Turning to FIG. 10, instead of expanding the bins 40a, 40b by fixed amounts, the bins 40a, 40b are expanded by amounts sufficient to increase their respective folds to six. Thus, the bins 40a, 40b are expended by flexible or elastic amounts so as to increase their respective folds to a predetermined level of six. Turning to FIG. 11, three bins 40g, 40h, 40i of equal size are illustrated. The center bin 40g includes only eleven CIPs or fold of eleven while the outer bins 40h and 40i have folds of 42 and 46 respectively. To increase the fold of the center bin 40g, the bin 40g is expanded by 40% into the bin 40h and by 40% into the bin 40i to increase the fold of the bin 40g to 49 as shown in FIG. 11. Similarly, turning to FIG. 12, three bins 40j, 40k, 40l of equal size are illustrated. The center bin 40j includes only sixteen CIPs or fold of sixteen while the outer bins 40k and 40l have folds of 42 and 46 respectively. To increase the fold of the center bin 40j, the bin 40j is expanded by 20% into the bin 40k and by 20% into the bin 40l to increase the fold of the bin 40j to 36 as shown in FIG. 12. As shown above in FIGS. 9-12, with both overlap (fixed %) and elastic (variable) binning, the fold of a bin is artificially increased. Because a particular bin may contain more than one common image point (CIP) within a given offset group, redundancy editing may be required.
However, all of these binning techniques described in FIGS. 7-12 rely upon using data from adjacent bins to provide a sufficient number of CIPs in a bin where the fold is deficient. No new data is created and no attempt is made at obtaining additional data for the deficient bin. Further, each of the binning techniques illustrated in FIGS. 7-12 are post acquisition, and cannot readily be performed in real time. Further, the binning techniques of FIGS. 7-12 assume that reflection point data is available from the adjacent bins. However, this assumption is not always true and cannot be guaranteed during the survey. If data from an adjacent bin is not available, the operator will not find out until after the survey is complete and the equipment has been withdrawn. With marine 3D-VSP surveys acquired during rough sea conditions, control of the source location may be compromised, leading to uneven reflection point density coverage in the subsurface.
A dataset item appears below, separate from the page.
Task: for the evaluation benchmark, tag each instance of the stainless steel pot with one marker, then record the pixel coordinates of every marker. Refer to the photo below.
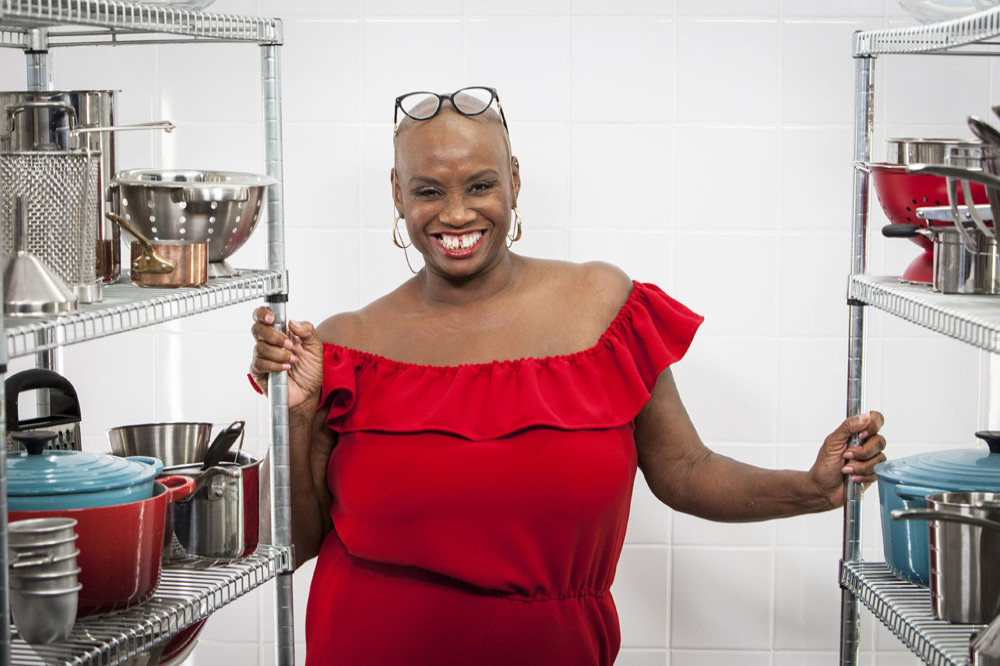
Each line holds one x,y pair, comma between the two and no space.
964,538
209,524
When using the binning techniques of FIGS. 7-12, this type of problem may result in oversized bins that seek to combine reflection points that are widely separated, thereby causing undesirable smearing of the data. If the impact of such acquisition problems on the true reflection point density at the target could be estimated in real-time, then it would be possible to adjust the acquisition effort to avoid such problems occurring.
Thus, more cost efficient and time efficient methods for acquiring VSPs are needed that provide real time assurances that the seismic data is of a high quality and that provides the operator with an indication as to when a survey may be stopped.